Nevertheless many question the wisdom of keeping Mytek functional in case the robot again falls into the wrong hands. Nevertheless the robot proved itself when a race of aliens attempted to invade Earth with an army of gigantic robots, though Boyce and Mason subsequently sent Mytek to roam in the mountains of Africa for its own safety. However, his peaceful new existence was disturbed when Gogra resurfaced, created giant mechanical extremities and allied with the Akari. He disabled Mytek, leaving Boyce in a race against time to rebuild Mytek's brain, as Gogra's plan was to gradually build a huge robot version of himself he names Gogriath. After several false starts with Mytek's programming and numerous clashes around the world, Gograith is finally defeated when Boyce uses his knowledge of the robot's brain to make it turn on Gogra and destroy itself.

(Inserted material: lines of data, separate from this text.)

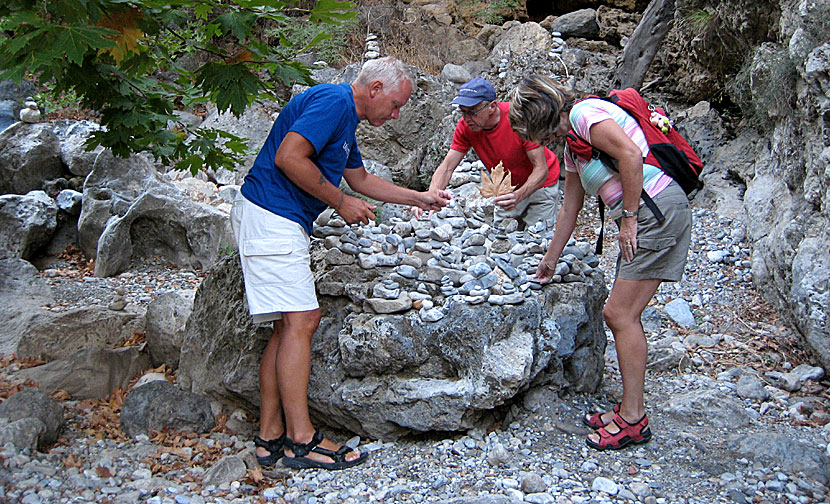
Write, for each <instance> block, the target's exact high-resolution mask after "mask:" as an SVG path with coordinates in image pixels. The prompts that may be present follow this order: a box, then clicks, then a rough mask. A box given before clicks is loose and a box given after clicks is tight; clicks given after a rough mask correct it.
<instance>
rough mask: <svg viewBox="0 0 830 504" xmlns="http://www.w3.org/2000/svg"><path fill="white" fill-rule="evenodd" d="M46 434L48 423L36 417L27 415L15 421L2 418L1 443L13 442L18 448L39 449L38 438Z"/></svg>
mask: <svg viewBox="0 0 830 504" xmlns="http://www.w3.org/2000/svg"><path fill="white" fill-rule="evenodd" d="M44 434H46V425H45V424H44V423H43V422H42V421H41V420H40V419H39V418H35V417H25V418H21V419H19V420H15V421H14V422H9V421H8V419H6V418H2V419H0V445H4V446H5V445H6V443H11V444H13V445H14V447H15V448H17V449H18V450H24V449H28V450H29V451H31V452H34V451H35V450H37V446H38V440H39V439H40V438H41V437H43V436H44Z"/></svg>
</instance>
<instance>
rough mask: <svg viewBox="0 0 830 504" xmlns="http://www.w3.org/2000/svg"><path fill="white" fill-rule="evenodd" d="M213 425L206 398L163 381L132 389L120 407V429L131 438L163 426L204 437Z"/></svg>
mask: <svg viewBox="0 0 830 504" xmlns="http://www.w3.org/2000/svg"><path fill="white" fill-rule="evenodd" d="M214 422H215V419H214V417H213V412H212V411H211V408H210V404H209V403H208V401H207V399H206V398H205V397H203V396H199V395H196V394H192V393H190V392H186V391H183V390H179V389H178V388H176V386H175V385H173V384H172V383H170V382H168V381H166V380H156V381H152V382H150V383H148V384H146V385H142V386H140V387H136V388H134V389H133V390H132V391H131V392H130V393H129V394H128V395H127V398H126V399H124V405H123V406H122V408H121V428H122V429H123V430H124V433H125V434H127V435H128V436H130V437H135V436H137V435H138V434H147V433H148V429H153V430H162V429H163V428H164V427H169V428H170V429H173V430H182V431H189V432H196V433H199V434H203V433H205V432H208V431H209V430H210V429H212V428H213V426H214Z"/></svg>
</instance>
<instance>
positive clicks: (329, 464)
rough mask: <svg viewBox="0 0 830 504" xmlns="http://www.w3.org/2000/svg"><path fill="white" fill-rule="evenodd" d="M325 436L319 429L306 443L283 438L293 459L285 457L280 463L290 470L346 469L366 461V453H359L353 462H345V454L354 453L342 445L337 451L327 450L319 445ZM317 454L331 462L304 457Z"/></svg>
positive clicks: (286, 446)
mask: <svg viewBox="0 0 830 504" xmlns="http://www.w3.org/2000/svg"><path fill="white" fill-rule="evenodd" d="M323 439H325V436H323V433H322V432H320V430H319V429H316V430H315V431H314V436H313V437H312V438H311V441H310V442H308V443H295V442H294V440H292V439H291V438H288V437H287V438H285V449H286V450H291V451H292V452H294V456H293V457H288V456H286V457H285V458H284V459H282V463H283V464H284V465H286V466H288V467H290V468H292V469H328V470H336V469H346V468H347V467H353V466H356V465H357V464H360V463H362V462H364V461H365V460H366V458H367V457H368V456H369V454H368V453H367V452H361V453H360V456H359V457H358V458H356V459H354V460H347V459H346V454H347V453H349V452H351V451H354V450H352V448H351V447H349V446H346V445H343V446H341V447H340V449H338V450H337V451H331V450H327V449H326V448H322V447H320V446H317V445H319V444H320V443H321V442H322V441H323ZM311 452H314V453H319V454H320V455H325V456H326V457H331V459H332V462H319V461H317V460H314V459H311V458H308V457H306V455H308V454H309V453H311Z"/></svg>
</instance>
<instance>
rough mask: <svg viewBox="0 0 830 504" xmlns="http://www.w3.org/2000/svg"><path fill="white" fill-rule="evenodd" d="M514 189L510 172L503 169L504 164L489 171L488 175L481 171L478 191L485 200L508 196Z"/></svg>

Mytek was overhauled before being called into action to battle microscopic entities accidentally enlarged after being exposed to radioactive material by well-meaning researcher Hilary Tarquin. Gogra returned to threaten civilisation once again with an army of pygmies and a huge robotic rhino he christened Rahgon, but was again defeated. The villain's next gambit of taking over the world with living weed was no less successful. Mytek, Mason and Boyce were then called to the otherwise-uninhabited Pacific island of Cyclax, where a damaged nuclear device had enlarged the insect population. Their next mission involved rescuing astronauts stranded on an exploratory mission to Umbra. After Mytek was modified to be space-capable, they were not only able to retrieve the spacemen but also free the planet's population from enslavement. Boyce's bitter rival Doctor Vilion attempted to have Mytek destroyed on return after claiming it had been contaminated on Umbra, but Boyce and Mason were able to prove this was unnecessary and the giant robot ape was once again free to roam Africa in peace.

==Reception==
While the story was bemoaned in 1965 by the Scottish Academic Press for its violence, "Mytek the Mighty" was described by Lew Stringer as "the greatest of all the monster strips", singling out the battle between Mytek and the giant Gogra robot as a highlight. Mytek has been compared to King Kong.

The origin of the character has been criticised for displaying a colonialist attitude towards Africa, notably by the Smash! 2020 Special revival writer Suyi Davies Okungbowa.